• 951
    çok ilginç anlam veremiyorum nasıl olur ne yaşanabilir de birden hava böyle terse döner. daha dün gibi koç sen parkelere in demedik mi ? her maç rakip kim olursa olsun son topa kadar savaşan mücadele eden bir takım yaratılmadı mı? her galatasaraylının gurur duyacağı bir takım oluşmadı mı ? evet herkes gider ama bu tür anlaşılamayan oyunlarla değil yönetimden açıklama bekliyorum. yolun açık olsun koç
  • 954
    gidişi ile içimi burkmuş,üzmüş insandır. kim hatalı, kim haklı, neden böyle oldu gibi sorularla bu olayın içini daha da oymanın gereksiz olduğunu, insanları; doğru bilgiye sahip olmadan eleştirmeye kalkmanın haksızlık olduğunu düşünüyorum.galatasaray yönetimi bir karar almıştır ve buna saygı duyulması gerekir. bu parayla da ilgili olabailir ya da hocanın tavırlarıyla da ilgili.ama sonuç olarak şunu demek isterim ki oktay hoca'yı biz çok sevdik.sahada ki duruşuyla,oyuncularla iletişimiyle,hepimizi büyük bir ailenin fertleri olarak görmesiyle...bize tüm yaşattıkarın için teşekkürler oktay hoca.seni her zaman yüzündeki ufak tebessümle ve bizlere bıraktığın güzel anılarla hatırlayacağız.
  • 958
    nedir bu minnet gösterisi anlamadım. vallahi hiç anlamıyorum, ne kadar cahilmişim, çocuklar kimdir bu adam, niçin sözlük açılış sayfasında, galatasaray'a kattıkları nedir? basket takımın hocasıymış, bakıyorum basket tekımımız ne yapmış da bizim çocuklar bayrağını taşımışlar diye, gogolda hiç bir şey yazmıyor. beşiktaş şampiyon olmuş, geçen sene fener'e yenilmiş. çok mu kötü bizim takım? acaba mahmut hoca olmasa küme mi düşerdik? hadi hepsini geçtik, şampiyon olsaydık acaba bizim sözlükçüler ne yapacaktı?
  • 961
    yönetimden senelik 1.4 milyon eurodan 4 yıllık kontrat istemesi tepki çekmiş. zaten kendisine final serisinde 3 maç üstüste beşiktaşa kaybetmesi nedeniyle kulüpten ve kulüp üyelerinden tepki varmış. ben şahsen basketboldan gelen üyelerden bir kişinin bile kendisi için iyi konuştuğunu duymamıştım. hep bir "yok ya yaramaz adam" lafı ediliyordu. ben onların yalancısıyım. bütün bunların ışığında ayrılık kaçınılmaz olmuş. yerine üçte biri fiyatına erman kunter ile anlaşıldığı ise kulislerde çoktan konuşulmaya başlandı. inşallah geçen sene bize yaşattığı güzel anların anısına güzel bir uğurlama töreni düzenlenir.
  • 964
    öncelikle şunu belirtmek lazım gs basketbol şubesi oktay hoca geldiğinde yerlerde sürünmüyordu. cem akdağ'ın takımı o sene ligi normalde 3. olarak bitirdi. (mahmuti'nin takımının da ilk senesinde ligi 3. bitirdiğini hatırlatayım) kadroda jasaitis wilkinson darius gibi hala gs'a tekrar gelse sevineceğimiz oyuncular vardı. şubeyi öncelikle taraftar ayapğa kaldırdı. ligdeki ilk haftalar antalya erdemir maçlarında 70-80 kişiye oynadıktan sonra nalga olayıyla birlikte taraftar takımına shaip çıktı. yani mahmuti yerlerde sürünen şubeyi buraya getirdi diyip daha önceki emeklere haksızlık etmeyelim bir tarafı parlatırken.

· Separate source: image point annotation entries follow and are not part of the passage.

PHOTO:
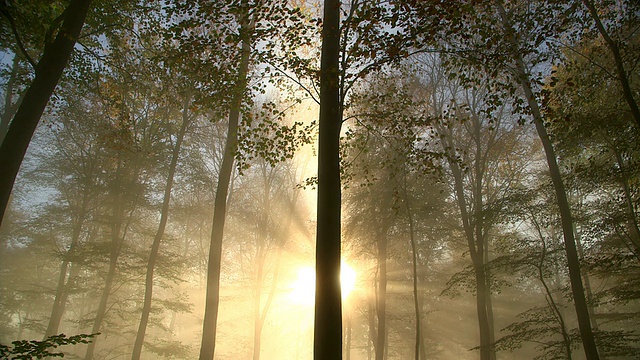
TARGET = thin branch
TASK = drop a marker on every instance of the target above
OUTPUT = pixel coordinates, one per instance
(14, 29)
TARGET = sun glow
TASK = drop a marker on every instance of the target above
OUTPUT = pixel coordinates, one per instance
(304, 287)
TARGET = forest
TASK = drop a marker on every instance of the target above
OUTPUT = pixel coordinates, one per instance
(306, 179)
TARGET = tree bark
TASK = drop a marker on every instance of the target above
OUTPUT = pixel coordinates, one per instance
(155, 246)
(9, 107)
(328, 304)
(381, 308)
(64, 282)
(117, 239)
(207, 347)
(573, 262)
(48, 72)
(617, 58)
(476, 246)
(414, 267)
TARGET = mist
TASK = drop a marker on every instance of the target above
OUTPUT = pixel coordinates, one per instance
(169, 203)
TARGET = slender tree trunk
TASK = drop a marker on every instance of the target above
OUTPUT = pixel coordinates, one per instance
(476, 251)
(117, 239)
(573, 262)
(617, 58)
(492, 338)
(566, 339)
(155, 246)
(632, 219)
(381, 308)
(208, 343)
(347, 347)
(48, 72)
(9, 107)
(328, 305)
(414, 267)
(65, 283)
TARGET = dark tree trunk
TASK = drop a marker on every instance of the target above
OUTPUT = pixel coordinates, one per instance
(475, 242)
(381, 308)
(617, 58)
(48, 72)
(208, 343)
(155, 246)
(66, 282)
(328, 305)
(117, 239)
(9, 106)
(573, 262)
(414, 267)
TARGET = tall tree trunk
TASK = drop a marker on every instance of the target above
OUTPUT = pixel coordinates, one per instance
(414, 266)
(9, 107)
(208, 343)
(381, 308)
(328, 305)
(566, 339)
(617, 58)
(476, 247)
(48, 72)
(573, 262)
(117, 239)
(65, 283)
(155, 246)
(347, 347)
(488, 301)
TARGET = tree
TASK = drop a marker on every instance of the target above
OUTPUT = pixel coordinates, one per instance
(509, 57)
(164, 213)
(48, 72)
(207, 347)
(327, 342)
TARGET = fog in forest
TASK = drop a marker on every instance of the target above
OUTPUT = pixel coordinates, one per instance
(167, 205)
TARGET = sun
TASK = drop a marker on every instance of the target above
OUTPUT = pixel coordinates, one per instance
(303, 289)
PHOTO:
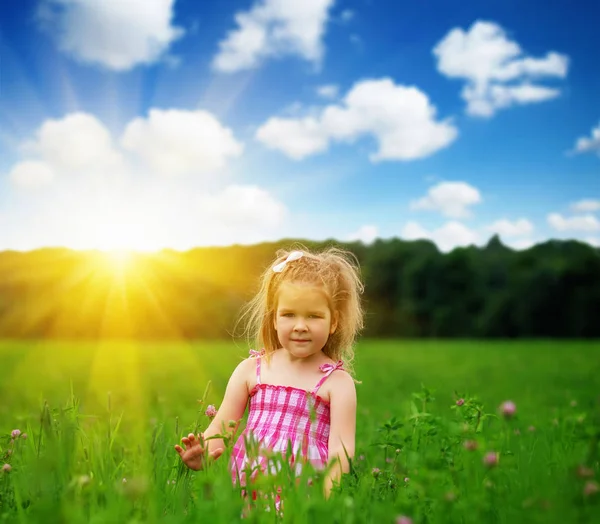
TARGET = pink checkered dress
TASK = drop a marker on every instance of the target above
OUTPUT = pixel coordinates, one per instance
(279, 415)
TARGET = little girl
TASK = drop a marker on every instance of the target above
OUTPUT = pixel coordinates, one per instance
(299, 387)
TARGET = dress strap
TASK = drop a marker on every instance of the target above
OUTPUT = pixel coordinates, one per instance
(257, 354)
(328, 369)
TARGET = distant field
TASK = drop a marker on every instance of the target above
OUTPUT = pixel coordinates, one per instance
(115, 409)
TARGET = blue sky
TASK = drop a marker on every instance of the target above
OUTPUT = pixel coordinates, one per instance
(175, 123)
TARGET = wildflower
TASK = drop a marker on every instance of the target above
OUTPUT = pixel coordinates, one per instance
(84, 480)
(584, 472)
(508, 408)
(590, 488)
(491, 459)
(470, 445)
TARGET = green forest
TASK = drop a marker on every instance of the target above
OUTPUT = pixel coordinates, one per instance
(551, 290)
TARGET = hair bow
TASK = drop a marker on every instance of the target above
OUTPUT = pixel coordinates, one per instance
(294, 255)
(329, 368)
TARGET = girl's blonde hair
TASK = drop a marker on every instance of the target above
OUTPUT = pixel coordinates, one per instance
(337, 272)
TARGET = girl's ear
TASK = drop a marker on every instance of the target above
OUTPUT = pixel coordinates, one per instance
(334, 322)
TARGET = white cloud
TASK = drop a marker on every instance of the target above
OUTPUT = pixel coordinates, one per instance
(115, 34)
(586, 223)
(585, 206)
(274, 28)
(31, 174)
(78, 142)
(244, 207)
(365, 234)
(521, 244)
(497, 72)
(401, 119)
(451, 199)
(506, 228)
(175, 141)
(587, 145)
(452, 234)
(123, 206)
(328, 91)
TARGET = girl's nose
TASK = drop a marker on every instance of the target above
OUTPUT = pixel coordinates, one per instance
(300, 325)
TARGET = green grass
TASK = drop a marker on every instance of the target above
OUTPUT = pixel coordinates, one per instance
(96, 414)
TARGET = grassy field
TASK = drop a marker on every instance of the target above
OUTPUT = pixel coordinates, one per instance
(101, 420)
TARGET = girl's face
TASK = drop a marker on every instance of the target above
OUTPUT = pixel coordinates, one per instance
(303, 320)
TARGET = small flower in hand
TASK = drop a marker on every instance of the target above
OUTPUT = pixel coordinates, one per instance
(508, 408)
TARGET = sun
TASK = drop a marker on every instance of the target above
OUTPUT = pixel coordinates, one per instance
(119, 258)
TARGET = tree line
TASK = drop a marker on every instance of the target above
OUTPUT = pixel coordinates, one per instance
(551, 290)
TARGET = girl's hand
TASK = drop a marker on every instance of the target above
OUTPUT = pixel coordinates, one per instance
(193, 454)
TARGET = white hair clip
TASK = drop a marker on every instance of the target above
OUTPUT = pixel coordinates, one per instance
(294, 255)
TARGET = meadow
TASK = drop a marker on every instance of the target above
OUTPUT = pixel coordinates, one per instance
(87, 431)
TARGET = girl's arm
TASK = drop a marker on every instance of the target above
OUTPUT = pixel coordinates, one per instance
(233, 406)
(232, 409)
(342, 434)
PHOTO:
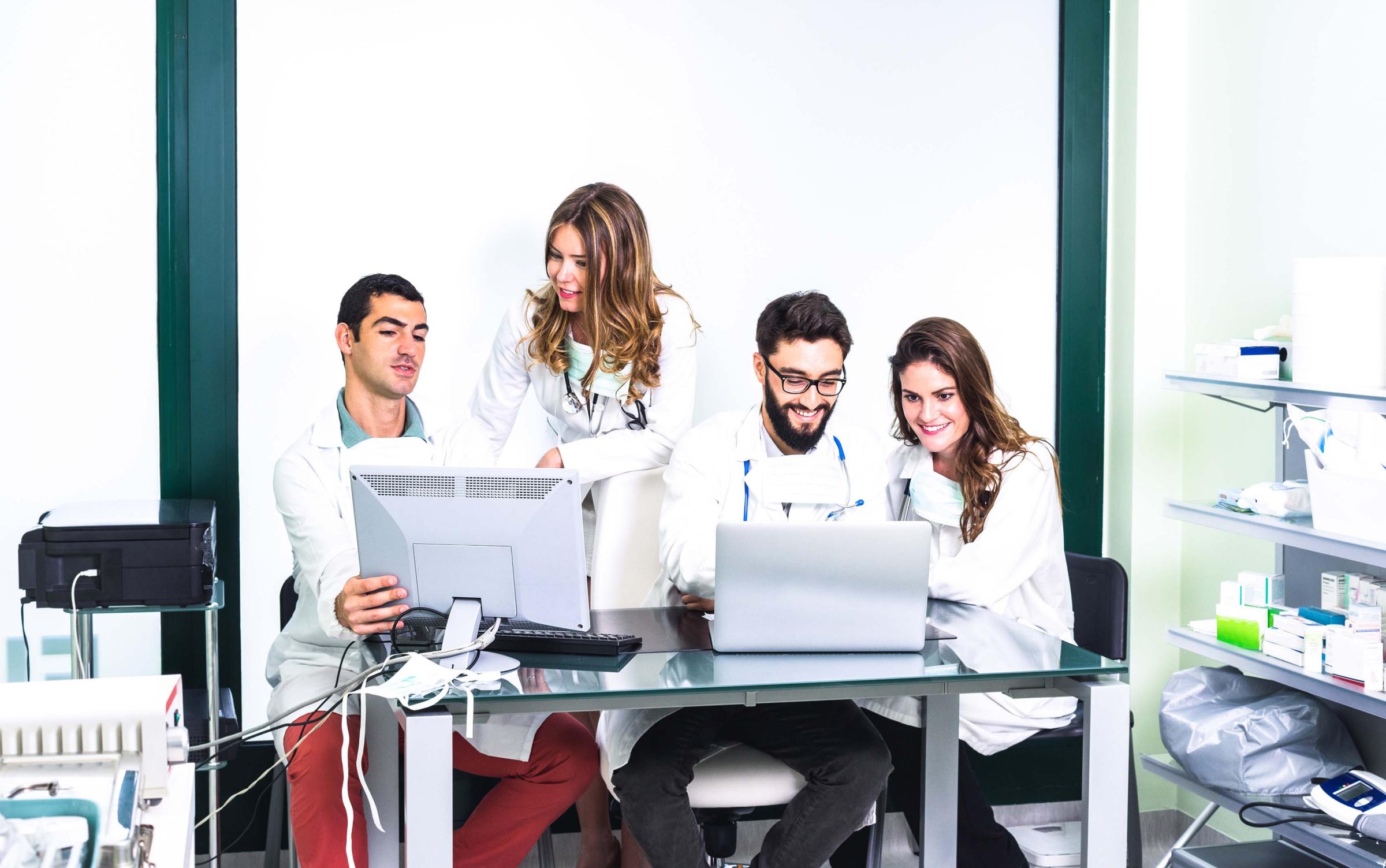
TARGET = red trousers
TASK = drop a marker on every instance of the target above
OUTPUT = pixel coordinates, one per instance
(500, 834)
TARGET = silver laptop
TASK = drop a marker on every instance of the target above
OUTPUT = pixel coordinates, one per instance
(821, 587)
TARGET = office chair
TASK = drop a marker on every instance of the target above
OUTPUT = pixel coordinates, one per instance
(468, 789)
(625, 563)
(1100, 590)
(278, 818)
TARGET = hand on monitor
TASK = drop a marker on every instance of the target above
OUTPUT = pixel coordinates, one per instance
(364, 605)
(699, 603)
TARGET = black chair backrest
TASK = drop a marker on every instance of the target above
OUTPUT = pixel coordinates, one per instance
(288, 602)
(1100, 605)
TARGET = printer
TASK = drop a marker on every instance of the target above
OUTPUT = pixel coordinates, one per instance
(144, 552)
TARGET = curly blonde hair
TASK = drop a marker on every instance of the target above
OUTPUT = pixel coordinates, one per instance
(951, 347)
(621, 315)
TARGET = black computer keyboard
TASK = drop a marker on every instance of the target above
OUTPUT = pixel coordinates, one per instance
(527, 637)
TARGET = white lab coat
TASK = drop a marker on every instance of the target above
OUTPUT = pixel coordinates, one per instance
(703, 486)
(614, 448)
(312, 491)
(1016, 568)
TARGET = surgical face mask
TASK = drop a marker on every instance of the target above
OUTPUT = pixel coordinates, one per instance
(605, 383)
(936, 498)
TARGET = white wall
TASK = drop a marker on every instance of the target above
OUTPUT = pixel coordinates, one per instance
(78, 246)
(900, 157)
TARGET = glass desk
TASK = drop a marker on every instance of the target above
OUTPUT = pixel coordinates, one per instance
(990, 654)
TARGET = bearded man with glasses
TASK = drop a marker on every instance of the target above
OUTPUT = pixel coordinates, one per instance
(780, 461)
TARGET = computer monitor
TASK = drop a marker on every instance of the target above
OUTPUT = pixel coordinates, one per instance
(476, 542)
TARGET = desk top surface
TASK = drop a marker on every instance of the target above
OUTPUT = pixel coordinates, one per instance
(988, 648)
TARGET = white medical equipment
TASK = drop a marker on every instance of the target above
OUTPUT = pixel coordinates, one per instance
(1350, 796)
(815, 587)
(103, 741)
(472, 544)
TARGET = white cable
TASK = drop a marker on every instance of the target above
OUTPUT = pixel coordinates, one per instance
(483, 641)
(77, 634)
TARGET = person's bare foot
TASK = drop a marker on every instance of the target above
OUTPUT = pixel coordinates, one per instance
(599, 852)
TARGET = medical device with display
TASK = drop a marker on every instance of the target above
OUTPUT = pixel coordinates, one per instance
(1350, 796)
(472, 544)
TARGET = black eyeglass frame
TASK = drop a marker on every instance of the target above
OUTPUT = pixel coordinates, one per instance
(811, 383)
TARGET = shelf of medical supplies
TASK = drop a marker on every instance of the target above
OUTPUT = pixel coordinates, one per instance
(1265, 666)
(1329, 843)
(1295, 533)
(1279, 392)
(217, 601)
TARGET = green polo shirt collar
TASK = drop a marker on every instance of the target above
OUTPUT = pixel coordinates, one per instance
(352, 433)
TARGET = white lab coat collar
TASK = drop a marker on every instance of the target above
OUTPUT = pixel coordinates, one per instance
(327, 429)
(914, 457)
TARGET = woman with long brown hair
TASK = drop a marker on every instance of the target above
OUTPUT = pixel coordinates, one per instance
(992, 494)
(608, 351)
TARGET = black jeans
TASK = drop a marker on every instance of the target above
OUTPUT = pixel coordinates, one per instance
(982, 841)
(832, 744)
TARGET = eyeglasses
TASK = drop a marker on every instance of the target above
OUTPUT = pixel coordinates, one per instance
(798, 386)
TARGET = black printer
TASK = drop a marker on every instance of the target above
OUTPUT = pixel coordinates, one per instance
(146, 554)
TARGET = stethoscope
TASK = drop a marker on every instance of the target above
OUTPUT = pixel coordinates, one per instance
(572, 404)
(832, 516)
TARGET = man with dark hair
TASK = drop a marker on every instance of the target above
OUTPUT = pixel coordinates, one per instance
(732, 468)
(544, 762)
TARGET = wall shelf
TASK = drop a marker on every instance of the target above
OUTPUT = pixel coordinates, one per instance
(1339, 846)
(1296, 533)
(1277, 392)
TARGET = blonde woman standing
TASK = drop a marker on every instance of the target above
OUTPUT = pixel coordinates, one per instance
(608, 350)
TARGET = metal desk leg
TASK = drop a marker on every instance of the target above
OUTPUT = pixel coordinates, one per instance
(1105, 745)
(214, 730)
(939, 784)
(383, 777)
(82, 640)
(427, 788)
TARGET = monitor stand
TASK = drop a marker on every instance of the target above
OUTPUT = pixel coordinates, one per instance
(463, 620)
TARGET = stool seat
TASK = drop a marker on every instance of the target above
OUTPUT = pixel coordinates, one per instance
(738, 777)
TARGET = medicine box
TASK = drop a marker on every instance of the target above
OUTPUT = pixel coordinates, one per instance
(1262, 588)
(1356, 658)
(1362, 588)
(1364, 619)
(1230, 594)
(1235, 360)
(1241, 626)
(1332, 591)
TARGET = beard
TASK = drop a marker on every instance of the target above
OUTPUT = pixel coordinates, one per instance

    sistem dersek evet. oktay mahmutinin galatasaray'a yaptığı en önemli şey budur. takım belli bir sistemle oynamaya başladı. maçın son saniyesine kadar da o sistemden taviz vermeyen bir takım oldu.

    peki sistemleri hoca mı yaratır yoksa kulüplerin o sistemi mi olması lazım. misal mahmuti gidince o sistem bitecek mi? ya da şöyle diyim daha iyi olur. mahmuti bir takım oluşturursa allah göstermesin trafik kazası geçirse birden gs sistemsiz mi kalacak?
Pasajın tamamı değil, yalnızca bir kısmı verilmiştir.